Yavaş adımlarla ilerlemeye devam ettim. Bu kulübe bana çok yabancı geliyordu. Ros'la ilk tanıştığımız yer, Brendon'la içki içip saçma sapan muhabbetler yaptığımız yer, Brody ve Beatrix'le saatin farkına varmadan sabahladığımız yer yanıp kül olmuştu. Sadece bir tahta parçası değil bütün anılarımız da o kulübeyle birlikte yanmıştı. Bu kulübe ise o kulübeye göre çok daha moderndi. Mystic Falls'un biraz dışında olan bu kulübe, daha doğrusu kulübeden çok camlı malikane, yine yer altındaki sayısız tünellerle doluydu. 

Brody veya Beatrix'i görme umuduyla sağa sola bakınırken kimi Toxlar başlarını hafifçe eğerek bana selam verirken kimi de bakışlarını kaçırıyordu. Bazıları hala bana saygı duyuyordu, şaşırtıcı bir biçimde. Diğerleri ise Toxlardan kaçan birinin geri gelince aynı saygıyı hak etmediğini düşünüyordu ki bence onlar daha haklıydı.

Tox olmayı hiçbir zaman Brody ve Beatrix ya da Ros kadar sevmemiştim. Brendon kadar bile değer vermemiştim Tox olmaya. Sadece kendimi bir yere ait hissetmek istemiştim, doğru şeyler yaptıklarını düşündüğüm insanlara yardım etmek. Dostlarımla vakit geçirmek ve olabildiğince masumu kurtarabilmek. Ama işler değişmişti işte. Toxlar değişmişti, benim girdiğim zaman ve onlardan ayrıldığım zaman arasında bile çok fark vardı. Ayrıca dostlarımı da kaybetmiştim, sevdiğim kızı kaybetmiştim.
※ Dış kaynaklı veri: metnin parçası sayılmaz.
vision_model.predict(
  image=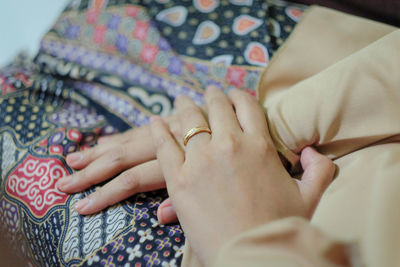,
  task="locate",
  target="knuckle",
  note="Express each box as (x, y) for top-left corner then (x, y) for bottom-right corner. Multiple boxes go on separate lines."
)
(110, 146), (126, 166)
(170, 121), (183, 139)
(218, 134), (240, 156)
(207, 96), (225, 108)
(120, 171), (140, 190)
(180, 106), (199, 121)
(254, 138), (275, 154)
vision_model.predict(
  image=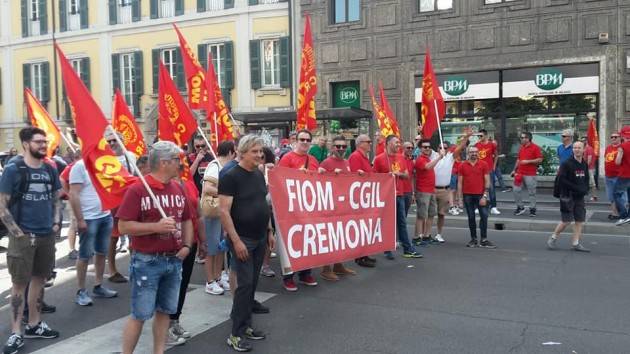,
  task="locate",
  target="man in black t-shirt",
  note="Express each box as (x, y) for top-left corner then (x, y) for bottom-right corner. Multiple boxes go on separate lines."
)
(219, 135), (275, 351)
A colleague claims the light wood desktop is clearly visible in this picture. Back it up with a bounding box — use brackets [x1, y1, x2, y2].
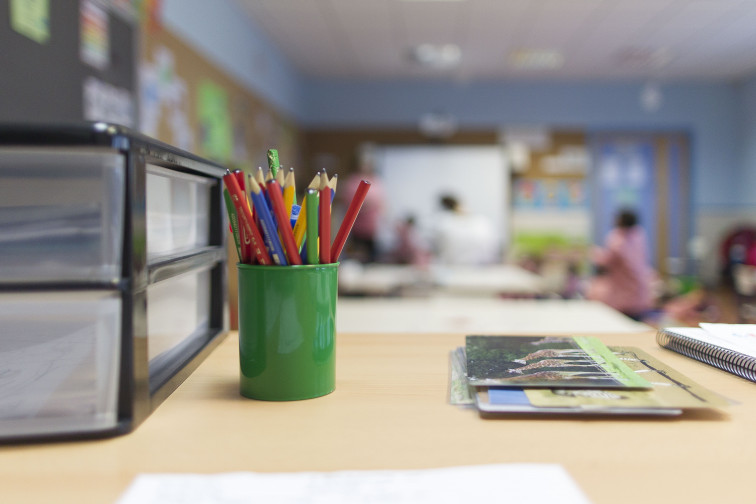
[0, 332, 756, 504]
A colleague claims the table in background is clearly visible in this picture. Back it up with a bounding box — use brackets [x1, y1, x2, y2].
[0, 332, 756, 504]
[336, 296, 651, 334]
[339, 262, 546, 298]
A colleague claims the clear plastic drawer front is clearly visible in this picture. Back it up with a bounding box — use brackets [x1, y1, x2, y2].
[0, 148, 125, 283]
[147, 165, 217, 261]
[147, 266, 210, 377]
[0, 291, 121, 437]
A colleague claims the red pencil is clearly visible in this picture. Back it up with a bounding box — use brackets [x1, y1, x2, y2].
[232, 170, 255, 264]
[318, 170, 331, 264]
[268, 179, 302, 266]
[331, 180, 370, 262]
[223, 170, 271, 265]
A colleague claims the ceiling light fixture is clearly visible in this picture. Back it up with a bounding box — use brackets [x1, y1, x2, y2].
[410, 44, 462, 69]
[509, 49, 564, 70]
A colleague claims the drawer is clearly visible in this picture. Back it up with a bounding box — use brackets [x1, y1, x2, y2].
[0, 148, 125, 283]
[0, 291, 122, 437]
[146, 165, 218, 262]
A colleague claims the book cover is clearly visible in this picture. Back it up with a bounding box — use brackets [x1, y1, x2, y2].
[465, 335, 651, 389]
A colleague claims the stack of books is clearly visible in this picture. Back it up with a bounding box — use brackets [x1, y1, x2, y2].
[450, 335, 728, 416]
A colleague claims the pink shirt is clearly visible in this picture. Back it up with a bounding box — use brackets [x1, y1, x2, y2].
[588, 226, 653, 314]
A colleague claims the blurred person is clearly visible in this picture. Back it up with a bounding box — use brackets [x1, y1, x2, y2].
[586, 210, 654, 320]
[434, 194, 497, 265]
[390, 215, 429, 266]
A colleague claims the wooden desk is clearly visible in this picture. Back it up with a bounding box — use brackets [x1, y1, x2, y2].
[0, 332, 756, 504]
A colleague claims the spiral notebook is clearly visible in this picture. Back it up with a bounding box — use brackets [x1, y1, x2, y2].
[656, 324, 756, 382]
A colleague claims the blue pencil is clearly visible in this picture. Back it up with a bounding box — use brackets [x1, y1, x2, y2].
[249, 177, 289, 266]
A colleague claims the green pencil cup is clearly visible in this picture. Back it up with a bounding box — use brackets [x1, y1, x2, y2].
[237, 263, 338, 401]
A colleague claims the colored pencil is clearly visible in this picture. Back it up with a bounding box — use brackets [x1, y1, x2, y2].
[294, 172, 320, 252]
[268, 149, 281, 177]
[328, 173, 339, 205]
[283, 168, 297, 215]
[223, 170, 271, 265]
[268, 177, 302, 265]
[223, 188, 244, 262]
[318, 170, 331, 264]
[331, 180, 370, 263]
[249, 173, 288, 266]
[305, 188, 320, 264]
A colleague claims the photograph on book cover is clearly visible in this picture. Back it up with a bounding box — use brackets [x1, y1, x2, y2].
[465, 336, 651, 389]
[475, 347, 729, 415]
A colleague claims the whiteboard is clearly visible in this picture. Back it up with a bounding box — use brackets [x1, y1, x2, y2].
[374, 146, 510, 254]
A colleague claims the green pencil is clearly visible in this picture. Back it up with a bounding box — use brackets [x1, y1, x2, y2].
[305, 189, 320, 264]
[223, 189, 241, 261]
[268, 149, 281, 178]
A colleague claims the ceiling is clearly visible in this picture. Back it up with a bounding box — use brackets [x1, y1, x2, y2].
[236, 0, 756, 81]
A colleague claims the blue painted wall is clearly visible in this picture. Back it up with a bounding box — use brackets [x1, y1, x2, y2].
[163, 0, 756, 215]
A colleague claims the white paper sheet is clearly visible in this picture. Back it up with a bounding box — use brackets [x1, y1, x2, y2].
[117, 464, 589, 504]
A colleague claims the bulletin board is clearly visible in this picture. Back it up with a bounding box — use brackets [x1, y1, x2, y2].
[0, 0, 138, 127]
[139, 28, 300, 171]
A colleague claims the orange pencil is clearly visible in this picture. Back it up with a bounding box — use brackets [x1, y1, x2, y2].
[318, 170, 331, 264]
[331, 180, 370, 262]
[268, 177, 302, 265]
[223, 170, 270, 265]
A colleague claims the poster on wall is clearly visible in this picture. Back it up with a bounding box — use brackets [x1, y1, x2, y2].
[79, 0, 110, 70]
[513, 178, 587, 211]
[10, 0, 50, 44]
[197, 80, 234, 161]
[139, 46, 195, 152]
[83, 77, 135, 128]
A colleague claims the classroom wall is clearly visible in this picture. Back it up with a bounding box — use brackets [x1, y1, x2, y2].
[164, 4, 756, 281]
[161, 0, 305, 119]
[298, 81, 742, 213]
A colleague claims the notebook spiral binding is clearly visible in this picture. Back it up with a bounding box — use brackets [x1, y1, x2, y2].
[656, 329, 756, 382]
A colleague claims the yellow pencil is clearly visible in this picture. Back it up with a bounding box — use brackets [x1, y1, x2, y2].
[294, 172, 320, 251]
[283, 168, 297, 215]
[255, 166, 265, 187]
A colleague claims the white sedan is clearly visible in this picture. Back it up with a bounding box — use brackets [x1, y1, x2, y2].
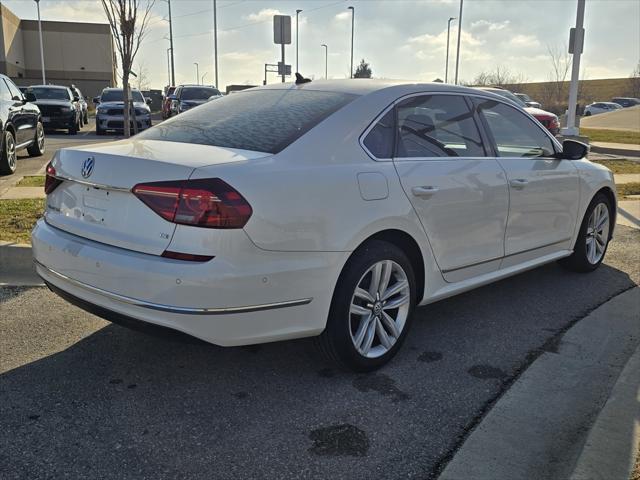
[33, 80, 616, 371]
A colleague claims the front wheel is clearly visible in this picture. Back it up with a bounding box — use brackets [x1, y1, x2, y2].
[317, 240, 415, 372]
[560, 193, 613, 272]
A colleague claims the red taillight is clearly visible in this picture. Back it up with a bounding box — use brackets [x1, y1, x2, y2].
[44, 163, 62, 195]
[133, 178, 253, 228]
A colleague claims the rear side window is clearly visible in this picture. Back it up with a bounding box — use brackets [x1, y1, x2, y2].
[138, 90, 357, 153]
[396, 95, 485, 158]
[478, 100, 555, 157]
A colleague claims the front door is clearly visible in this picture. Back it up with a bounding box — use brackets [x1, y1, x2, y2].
[478, 96, 579, 267]
[394, 94, 509, 282]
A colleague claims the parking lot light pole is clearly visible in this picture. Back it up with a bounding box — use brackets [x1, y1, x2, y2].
[320, 43, 329, 80]
[35, 0, 47, 85]
[444, 17, 456, 83]
[296, 10, 302, 73]
[453, 0, 463, 85]
[348, 7, 356, 78]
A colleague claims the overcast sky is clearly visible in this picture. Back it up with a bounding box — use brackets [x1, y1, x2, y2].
[2, 0, 640, 88]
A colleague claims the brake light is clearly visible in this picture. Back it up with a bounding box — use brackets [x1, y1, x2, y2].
[132, 178, 253, 228]
[44, 162, 62, 195]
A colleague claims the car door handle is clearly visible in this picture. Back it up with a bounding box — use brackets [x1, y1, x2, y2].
[509, 178, 529, 190]
[411, 186, 440, 197]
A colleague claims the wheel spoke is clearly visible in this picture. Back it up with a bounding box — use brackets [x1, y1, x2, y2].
[380, 280, 409, 301]
[374, 317, 393, 348]
[349, 303, 371, 315]
[380, 311, 400, 340]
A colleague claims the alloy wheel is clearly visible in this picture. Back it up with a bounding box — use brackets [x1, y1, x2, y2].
[586, 203, 609, 265]
[349, 260, 411, 358]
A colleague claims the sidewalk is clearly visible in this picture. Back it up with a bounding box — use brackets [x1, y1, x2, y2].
[439, 287, 640, 480]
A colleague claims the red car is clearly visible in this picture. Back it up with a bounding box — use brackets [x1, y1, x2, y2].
[162, 87, 176, 120]
[479, 87, 560, 135]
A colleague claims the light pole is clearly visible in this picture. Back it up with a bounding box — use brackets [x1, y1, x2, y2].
[35, 0, 47, 85]
[213, 0, 219, 88]
[444, 17, 456, 83]
[296, 10, 302, 73]
[562, 0, 585, 136]
[320, 43, 329, 80]
[453, 0, 463, 85]
[348, 7, 356, 78]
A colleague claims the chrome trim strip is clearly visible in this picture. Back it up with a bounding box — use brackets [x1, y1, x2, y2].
[53, 175, 131, 192]
[442, 238, 571, 273]
[33, 259, 313, 315]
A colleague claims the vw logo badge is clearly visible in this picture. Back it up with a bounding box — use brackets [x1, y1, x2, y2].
[80, 157, 96, 178]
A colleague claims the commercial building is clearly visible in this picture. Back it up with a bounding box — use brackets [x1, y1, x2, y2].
[0, 3, 116, 97]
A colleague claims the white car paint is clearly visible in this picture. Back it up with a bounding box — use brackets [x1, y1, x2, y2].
[32, 80, 615, 352]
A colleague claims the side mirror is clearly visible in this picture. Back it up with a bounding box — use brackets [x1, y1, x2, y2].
[560, 140, 589, 160]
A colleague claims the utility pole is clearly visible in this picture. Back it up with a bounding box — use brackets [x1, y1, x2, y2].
[167, 0, 176, 86]
[348, 7, 356, 78]
[296, 10, 302, 73]
[453, 0, 463, 85]
[35, 0, 47, 85]
[562, 0, 585, 136]
[213, 0, 220, 89]
[444, 17, 456, 83]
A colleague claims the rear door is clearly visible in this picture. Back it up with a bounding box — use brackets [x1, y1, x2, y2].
[476, 95, 579, 265]
[394, 94, 509, 281]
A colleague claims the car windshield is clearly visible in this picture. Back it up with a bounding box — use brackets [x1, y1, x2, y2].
[28, 87, 70, 100]
[180, 87, 220, 100]
[137, 90, 357, 153]
[100, 89, 144, 103]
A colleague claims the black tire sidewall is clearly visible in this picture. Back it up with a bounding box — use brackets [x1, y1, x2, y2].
[323, 240, 416, 372]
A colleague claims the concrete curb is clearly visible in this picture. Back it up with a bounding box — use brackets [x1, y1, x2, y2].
[571, 348, 640, 480]
[0, 242, 43, 286]
[439, 286, 640, 480]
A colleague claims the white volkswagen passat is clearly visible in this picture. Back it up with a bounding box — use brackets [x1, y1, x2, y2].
[33, 80, 616, 371]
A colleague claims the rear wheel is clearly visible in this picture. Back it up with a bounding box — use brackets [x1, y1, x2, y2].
[27, 122, 44, 157]
[560, 193, 613, 272]
[0, 130, 17, 175]
[317, 240, 415, 372]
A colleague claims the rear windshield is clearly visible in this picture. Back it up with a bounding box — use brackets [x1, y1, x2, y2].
[180, 87, 220, 100]
[137, 90, 357, 153]
[29, 87, 71, 100]
[100, 90, 144, 103]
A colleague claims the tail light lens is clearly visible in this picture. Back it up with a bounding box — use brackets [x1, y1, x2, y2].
[132, 178, 253, 228]
[44, 162, 62, 195]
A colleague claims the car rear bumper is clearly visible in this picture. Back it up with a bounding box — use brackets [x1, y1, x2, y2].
[32, 220, 343, 346]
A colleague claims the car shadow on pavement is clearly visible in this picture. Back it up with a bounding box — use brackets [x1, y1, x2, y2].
[0, 226, 638, 478]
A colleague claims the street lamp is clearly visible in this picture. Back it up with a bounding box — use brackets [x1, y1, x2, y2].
[296, 10, 302, 73]
[320, 43, 329, 80]
[444, 17, 456, 83]
[35, 0, 47, 85]
[347, 7, 356, 78]
[453, 0, 463, 85]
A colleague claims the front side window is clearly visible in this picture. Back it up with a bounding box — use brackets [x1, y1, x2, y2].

Belki de hiç dönmemeliydim buraya diye düşünmeye başlamıştım ki bir kadın sesinin adımı söylemesiyle ister istemez gülümsedim ve arkamı döndüm.

Beatrix siyah boğazlı bir kazak giymişti. Altında ise gri, paçalarını kıvırdığı bir pantolon vardı. Siyah botları, siyah göz makyajı ve sıkı at kuyruğuyla onu son görüşümden çok daha farklı duruyordu. Çok daha... Ciddi.

Bana doğru gelmek için bir adım attığındaysa gözü arkamdaki birine takıldı ve bütün keyfi bir anda kaçtı. Adımlarını hızlandırıp yanımdan geçti ama tam yanımdan geçerken eliyle nazik bir şekilde omzuma dokunup gülümsedi.

"Nolan." dedi ondan daha önce duymadığım kadar soğuk bir ses tonuyla. Neler olduğunu görmek için arkamı döndüğümde Beatrix'in karşısında uzun boylu ama endamına kıyasla oldukça çekingen görünen bir çocuk vardı.

"Biliyorum. Halledeceğiz." 

Çocuk Beatrix'in suratına bile bakmaya çekiniyor gibiydi, gözlerini yere kitleyerek konuşmuştu ki ona konuşmak denirse. Bir an önce buradan uzaklaşmak istediğini küçük bir çocuk bile anlayabilirdi.

Beatrix elini çocuğun omzuna koyup sıktığında benimkinden çok daha farklı bir amaçla yapmıştı bunu. Çocuk sonunda gözlerini Beatrix'e çevirdi, bir şey demek için ağzını açtı ama Beatrix ondan önce davrandı.

"O zaman hallet Nolan."

Bunu dedikten sonra Nolan adlı çocuk başını hafifçe sallayıp bizden uzaklaşırken ben hala Beatrix'İn bu tehditkar tavrı karşısında ne düşünmem gerektiği bilmiyordum. O eski arkadaşlarım artık bambaşka insanlar mıydı? 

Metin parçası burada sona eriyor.